Witch-haunted Salem, Oregon

Rose the bookstore cat does her “Jones watching the Alien creep up behind Harry Dean Stanton” impression

I was in Salem, Oregon, last Friday for a reading at the Book Bin. As I wandered around town before the event, my brain kept trying to reference memories from a trip I made to Salem, Massachusetts more than a quarter century ago. Although Oregon’s Salem is inland, there’s enough similarity in the architecture and the landscape that you can kind of confuse one for the other, at least on certain streets. It’s a cool little city.

Salem was, appropriately enough, the last stop on the Lovecraft Country book tour. My thanks to the Book Bin staff and the staffs of the other book stores that hosted me this time around.

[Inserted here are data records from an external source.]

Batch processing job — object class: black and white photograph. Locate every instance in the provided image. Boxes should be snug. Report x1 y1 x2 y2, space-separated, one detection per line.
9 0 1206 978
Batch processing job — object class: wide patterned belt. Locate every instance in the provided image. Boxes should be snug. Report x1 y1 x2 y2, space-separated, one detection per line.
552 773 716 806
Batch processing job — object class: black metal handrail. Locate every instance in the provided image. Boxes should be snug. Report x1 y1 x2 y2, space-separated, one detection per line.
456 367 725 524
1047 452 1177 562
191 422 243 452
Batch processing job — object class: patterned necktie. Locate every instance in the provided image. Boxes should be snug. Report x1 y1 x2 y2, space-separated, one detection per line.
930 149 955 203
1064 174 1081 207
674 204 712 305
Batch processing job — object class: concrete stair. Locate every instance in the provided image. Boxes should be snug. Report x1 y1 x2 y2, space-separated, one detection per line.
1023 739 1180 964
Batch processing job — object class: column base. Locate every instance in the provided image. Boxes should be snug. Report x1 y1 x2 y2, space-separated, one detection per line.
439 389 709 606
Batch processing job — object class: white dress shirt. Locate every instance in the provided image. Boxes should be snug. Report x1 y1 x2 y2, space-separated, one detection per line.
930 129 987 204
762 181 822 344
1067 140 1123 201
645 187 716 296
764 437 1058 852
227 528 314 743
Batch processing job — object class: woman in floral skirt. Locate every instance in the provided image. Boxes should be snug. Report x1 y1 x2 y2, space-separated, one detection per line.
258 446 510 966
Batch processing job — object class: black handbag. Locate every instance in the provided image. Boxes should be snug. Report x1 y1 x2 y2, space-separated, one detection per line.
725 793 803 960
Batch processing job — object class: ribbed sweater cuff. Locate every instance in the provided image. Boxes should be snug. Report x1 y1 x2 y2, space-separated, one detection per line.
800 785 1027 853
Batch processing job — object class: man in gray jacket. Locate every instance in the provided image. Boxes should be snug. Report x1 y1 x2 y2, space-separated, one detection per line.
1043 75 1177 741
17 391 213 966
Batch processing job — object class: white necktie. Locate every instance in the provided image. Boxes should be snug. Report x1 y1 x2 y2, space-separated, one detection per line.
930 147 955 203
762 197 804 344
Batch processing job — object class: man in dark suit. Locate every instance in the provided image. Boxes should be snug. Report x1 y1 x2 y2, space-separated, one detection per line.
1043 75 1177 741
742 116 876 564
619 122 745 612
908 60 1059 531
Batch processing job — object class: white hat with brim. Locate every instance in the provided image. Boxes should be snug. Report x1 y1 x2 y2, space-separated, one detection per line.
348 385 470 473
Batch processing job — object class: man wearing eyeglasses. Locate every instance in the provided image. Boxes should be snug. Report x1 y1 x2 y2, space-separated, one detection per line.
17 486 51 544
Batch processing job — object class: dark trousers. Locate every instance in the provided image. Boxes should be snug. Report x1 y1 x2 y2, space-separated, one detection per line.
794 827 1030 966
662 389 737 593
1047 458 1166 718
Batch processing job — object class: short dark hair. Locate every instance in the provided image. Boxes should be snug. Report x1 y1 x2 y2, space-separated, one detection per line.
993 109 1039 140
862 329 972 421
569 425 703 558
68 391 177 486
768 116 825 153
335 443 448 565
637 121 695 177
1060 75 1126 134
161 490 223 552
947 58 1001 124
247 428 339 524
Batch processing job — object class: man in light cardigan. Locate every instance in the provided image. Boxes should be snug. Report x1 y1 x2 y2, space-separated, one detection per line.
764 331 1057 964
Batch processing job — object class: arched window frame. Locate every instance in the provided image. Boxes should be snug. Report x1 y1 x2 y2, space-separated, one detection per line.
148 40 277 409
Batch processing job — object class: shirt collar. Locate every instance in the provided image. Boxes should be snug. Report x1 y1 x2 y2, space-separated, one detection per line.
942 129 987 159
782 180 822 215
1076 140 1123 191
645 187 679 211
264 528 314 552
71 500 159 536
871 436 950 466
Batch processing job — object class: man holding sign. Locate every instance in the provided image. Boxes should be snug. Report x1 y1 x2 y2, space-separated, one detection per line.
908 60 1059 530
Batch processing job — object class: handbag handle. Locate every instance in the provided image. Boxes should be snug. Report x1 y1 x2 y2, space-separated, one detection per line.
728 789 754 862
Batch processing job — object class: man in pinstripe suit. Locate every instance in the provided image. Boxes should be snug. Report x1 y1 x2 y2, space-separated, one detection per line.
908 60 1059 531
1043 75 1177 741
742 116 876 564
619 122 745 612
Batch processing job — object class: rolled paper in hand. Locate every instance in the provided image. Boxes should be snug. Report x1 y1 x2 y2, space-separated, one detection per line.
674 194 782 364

My next public event will be in July, when I’ll be making a special appearance at the LoveCraft Brewing Company in Bremerton. Until then, you can still order signed copies of Lovecraft Country and my other novels from Secret Garden Bookshop.

In other news:

* Today’s New York Times has a story about the resurgence of the “contract for deed” market. A contract for deed, also known as a land contract or installment sale agreement, is an alternative form of home financing sometimes used by people who cannot get traditional mortgages (e.g., African-Americans during the era of redlining). Although the payment structure is similar to a mortgage, the seller retains ownership of the property until it is completely paid off, and in the event of a default can simply evict the buyer, keeping whatever money they have already paid—a feature that has historically been exploited by unscrupulous real-estate dealers.

* In Buzzfeed, Adam Serwer writes about “The Secret History of the Photo at the Center of the Black Confederate Myth.”

* On the train ride home from Salem, I stumbled across this Twitter thread about the controversial decision to cast Scarlet Johansson in the upcoming Paramount/Dreamworks adaptation of Ghost in the Shell. I’m not an anime fan and I know nothing about the source material, but Jon Tsuei’s comments certainly made me curious.